One day my dad, Dick Gililland, and my husband, Roy Tucker, wee out riding and looked
over a ridge and saw cows running.  They thought there must be a mountain lion over
there to make a kill.  They went over there and saw this mans tracks.  They trailed him
down the draw.  It was the "old wild man".  He saw them coming and laid down in a ditch,
they said, like a little quail hiding.  They didn't bother him.
When I was first married, I was at a goat camp by myself and looked up and this man was
standing at the door looking in.  He was scared as I was.  He had been coming by when
we weren't home and taking food, but he never would take all of it.  On this day he said to
me, "I would like to get something to eat".  I built a fire in my wood cook stove and made
him a meal.  After he had eaten he filled his water canteen and went on his way.                
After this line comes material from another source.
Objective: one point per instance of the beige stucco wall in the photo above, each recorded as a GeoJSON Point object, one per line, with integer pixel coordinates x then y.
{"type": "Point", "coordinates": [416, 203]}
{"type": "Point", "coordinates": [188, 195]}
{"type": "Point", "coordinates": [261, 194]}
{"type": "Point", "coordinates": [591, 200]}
He met Roy around the hill and they had a short visit and he went on.  He laid his pack
down to rest but never turned loose of the water canteen.    
In about four years he came by again.  We were living at another place and by now we
had two little boys, but they didn't seem frightened by the "old wild man".  Again I fixed
him a meal and he went on his way.                   
Sam, my brother, said he was told the "old wild man's" body was found in the San
Augustine plains near Magdalena, after a cold winter.